Kiesling's health was declining by the mid-1950s. Steelers' owner Art Rooney considered firing him, but concluded that loyalty outweighed winning. Rooney reportedly said, "Walt will be my head coach as long as he wants to be, and even if he doesn't want to be." Kiesling's health was poor during the 1956 season, yet he returned for the pre-season in 1957, finally retiring in late August 1957. He remained an aide to the Steelers' coaching staff until his death.

Kiesling's overall record as an NFL head coach was 30–55–5.

=== Head coaching record ===

| Team | Year | Regular season |  |  |  |  | Postseason |  |  |  |
| Won | Lost | Ties | Win percentage | Finish | Won | Lost | Win percentage | Result |
| Pittsburgh | 1939 | 1 | 6 | 1 | .143 | 4th in NFL East | – | – | – | – |
| Pittsburgh | 1940 | 2 | 7 | 2 | .222 | 4th in NFL East | – | – | – | – |
| Pittsburgh | 1941 | 1 | 2 | 1 | .333 | 5th in NFL East | – | – | – | – |
| Pittsburgh | 1942 | 7 | 4 | 0 | .637 | 2nd in NFL East | – | – | – | – |
| Steagles | 1943 | 5 | 4 | 1 | .556 | 3rd in NFL East | – | – | – | – |
| Card-Pitt | 1944 | 0 | 10 | 0 | .000 | 5th in NFL West | – | – | – | – |
| Pittsburgh | 1954 | 5 | 7 | 0 | .417 | 4th in NFL East | – | – | – | – |
| Pittsburgh | 1955 | 4 | 8 | 0 | .333 | 6th in NFL East | – | – | – | – |
| Pittsburgh | 1956 | 5 | 7 | 0 | .417 | 4th in NFL East | – | – | – | – |
| Total |  | 30 | 55 | 5 | .353 |  | – | – | – |  |

==Family, later years, and honors==
Kiesling was married in approximately 1932. At the time of his death, he was married to Irene Andreen Kiesling. No record has been found of Kiesling having any children.
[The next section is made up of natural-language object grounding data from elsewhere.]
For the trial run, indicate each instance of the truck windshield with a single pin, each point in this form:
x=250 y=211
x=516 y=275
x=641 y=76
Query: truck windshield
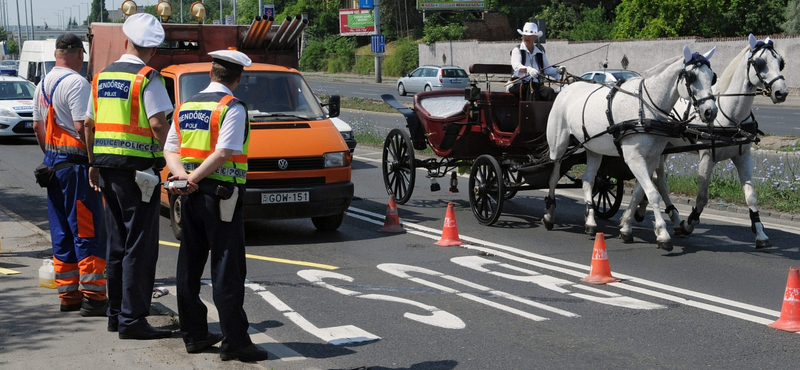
x=49 y=66
x=281 y=94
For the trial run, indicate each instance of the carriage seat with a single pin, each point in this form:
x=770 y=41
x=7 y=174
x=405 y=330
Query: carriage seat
x=443 y=107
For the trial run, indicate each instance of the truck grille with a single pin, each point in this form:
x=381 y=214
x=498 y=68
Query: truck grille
x=293 y=164
x=283 y=183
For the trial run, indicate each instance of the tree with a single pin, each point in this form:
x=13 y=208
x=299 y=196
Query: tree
x=668 y=18
x=792 y=16
x=99 y=12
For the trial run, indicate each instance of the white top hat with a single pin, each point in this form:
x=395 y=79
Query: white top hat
x=530 y=29
x=227 y=57
x=144 y=30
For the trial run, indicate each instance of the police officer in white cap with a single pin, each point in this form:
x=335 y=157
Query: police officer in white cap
x=125 y=128
x=207 y=147
x=528 y=61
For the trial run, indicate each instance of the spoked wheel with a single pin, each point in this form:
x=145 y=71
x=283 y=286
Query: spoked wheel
x=486 y=189
x=512 y=177
x=607 y=196
x=398 y=165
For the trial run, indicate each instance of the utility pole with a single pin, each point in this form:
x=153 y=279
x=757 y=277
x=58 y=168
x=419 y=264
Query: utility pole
x=376 y=7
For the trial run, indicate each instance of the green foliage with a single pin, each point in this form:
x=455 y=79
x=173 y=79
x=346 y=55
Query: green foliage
x=365 y=64
x=594 y=25
x=403 y=60
x=334 y=54
x=792 y=16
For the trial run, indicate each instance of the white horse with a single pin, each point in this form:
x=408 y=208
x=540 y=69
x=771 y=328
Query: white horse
x=757 y=66
x=642 y=104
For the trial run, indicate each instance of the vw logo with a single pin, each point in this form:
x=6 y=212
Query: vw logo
x=283 y=164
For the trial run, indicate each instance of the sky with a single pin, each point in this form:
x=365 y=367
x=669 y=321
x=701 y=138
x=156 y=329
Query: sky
x=52 y=11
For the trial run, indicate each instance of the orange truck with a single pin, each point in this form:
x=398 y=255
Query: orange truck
x=299 y=166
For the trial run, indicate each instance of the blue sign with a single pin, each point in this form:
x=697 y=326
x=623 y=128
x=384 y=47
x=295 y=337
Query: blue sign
x=378 y=43
x=269 y=10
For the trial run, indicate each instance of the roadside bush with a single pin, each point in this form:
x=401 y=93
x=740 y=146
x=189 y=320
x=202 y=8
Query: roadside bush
x=365 y=64
x=404 y=59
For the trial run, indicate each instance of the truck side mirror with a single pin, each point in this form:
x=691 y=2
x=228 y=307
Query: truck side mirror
x=333 y=106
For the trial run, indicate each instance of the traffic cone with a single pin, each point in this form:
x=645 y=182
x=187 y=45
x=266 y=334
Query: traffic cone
x=450 y=229
x=391 y=223
x=790 y=312
x=600 y=273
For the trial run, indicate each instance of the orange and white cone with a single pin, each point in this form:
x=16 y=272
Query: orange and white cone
x=790 y=312
x=391 y=223
x=450 y=230
x=600 y=273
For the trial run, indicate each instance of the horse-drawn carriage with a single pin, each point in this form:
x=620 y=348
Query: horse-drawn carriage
x=498 y=137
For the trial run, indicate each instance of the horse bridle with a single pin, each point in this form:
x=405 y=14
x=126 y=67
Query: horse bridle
x=759 y=64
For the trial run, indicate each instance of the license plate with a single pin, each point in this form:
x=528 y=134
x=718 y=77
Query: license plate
x=296 y=197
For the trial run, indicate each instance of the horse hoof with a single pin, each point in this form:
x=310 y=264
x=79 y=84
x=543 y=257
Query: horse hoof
x=763 y=244
x=685 y=231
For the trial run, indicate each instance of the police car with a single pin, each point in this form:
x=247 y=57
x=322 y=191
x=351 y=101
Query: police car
x=16 y=106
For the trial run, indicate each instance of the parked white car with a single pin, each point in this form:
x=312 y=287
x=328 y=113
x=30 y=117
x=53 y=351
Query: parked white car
x=16 y=106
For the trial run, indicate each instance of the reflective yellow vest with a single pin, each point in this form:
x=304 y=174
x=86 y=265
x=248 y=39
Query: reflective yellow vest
x=123 y=137
x=197 y=122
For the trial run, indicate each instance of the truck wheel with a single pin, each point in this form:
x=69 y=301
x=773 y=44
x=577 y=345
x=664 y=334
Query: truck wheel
x=175 y=215
x=328 y=223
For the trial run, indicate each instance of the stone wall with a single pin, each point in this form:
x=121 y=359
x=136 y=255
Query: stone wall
x=641 y=54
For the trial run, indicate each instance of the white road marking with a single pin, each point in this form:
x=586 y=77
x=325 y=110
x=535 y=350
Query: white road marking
x=438 y=317
x=258 y=338
x=336 y=335
x=630 y=282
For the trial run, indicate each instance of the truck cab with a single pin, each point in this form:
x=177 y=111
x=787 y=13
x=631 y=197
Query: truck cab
x=299 y=166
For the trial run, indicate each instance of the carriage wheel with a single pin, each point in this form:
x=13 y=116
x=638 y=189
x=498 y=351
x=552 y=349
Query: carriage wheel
x=607 y=196
x=398 y=165
x=486 y=189
x=512 y=177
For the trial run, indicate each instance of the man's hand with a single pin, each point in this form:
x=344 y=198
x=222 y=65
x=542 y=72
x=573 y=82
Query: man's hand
x=94 y=178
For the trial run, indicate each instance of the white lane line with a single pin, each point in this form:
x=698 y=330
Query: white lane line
x=498 y=248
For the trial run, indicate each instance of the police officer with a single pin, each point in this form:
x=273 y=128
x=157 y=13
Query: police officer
x=128 y=116
x=207 y=147
x=75 y=210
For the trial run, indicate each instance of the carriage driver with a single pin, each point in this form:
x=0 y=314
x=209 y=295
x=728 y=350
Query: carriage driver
x=528 y=61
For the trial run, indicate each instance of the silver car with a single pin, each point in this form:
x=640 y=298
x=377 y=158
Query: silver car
x=427 y=78
x=609 y=75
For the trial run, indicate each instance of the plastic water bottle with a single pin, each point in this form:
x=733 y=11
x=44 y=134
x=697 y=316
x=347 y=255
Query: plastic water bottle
x=47 y=275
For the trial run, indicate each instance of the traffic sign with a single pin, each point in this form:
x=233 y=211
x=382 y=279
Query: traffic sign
x=378 y=43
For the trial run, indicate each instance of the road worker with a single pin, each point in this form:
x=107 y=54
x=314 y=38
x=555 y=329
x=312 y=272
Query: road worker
x=75 y=210
x=207 y=147
x=126 y=124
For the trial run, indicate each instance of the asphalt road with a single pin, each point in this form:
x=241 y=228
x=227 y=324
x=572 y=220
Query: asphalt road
x=509 y=299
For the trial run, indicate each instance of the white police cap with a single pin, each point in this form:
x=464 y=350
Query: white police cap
x=231 y=59
x=144 y=30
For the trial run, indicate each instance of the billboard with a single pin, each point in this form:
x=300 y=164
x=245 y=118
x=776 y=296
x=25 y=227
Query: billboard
x=356 y=22
x=451 y=4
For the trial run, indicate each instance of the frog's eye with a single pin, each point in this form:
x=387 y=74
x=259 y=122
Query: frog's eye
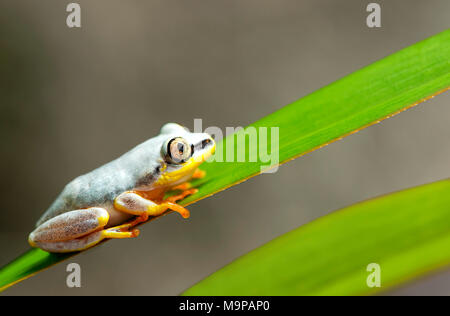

Kiesling suffered from a respiratory ailment that resulted in multiple hospitalizations in his later years. He died in March 1962 at age 58 at Divine Providence Hospital in Pittsburgh. The cause of death was acute bacteremia due to pyelonephritis. He was buried at Christ Our Redeemer Catholic Cemetery in Pittsburgh.

Kiesling was posthumously inducted into the Pro Football Hall of Fame in 1966. In 1969, he was also selected by the Pro Football Hall of Fame as a guard on the NFL 1920s All-Decade Team.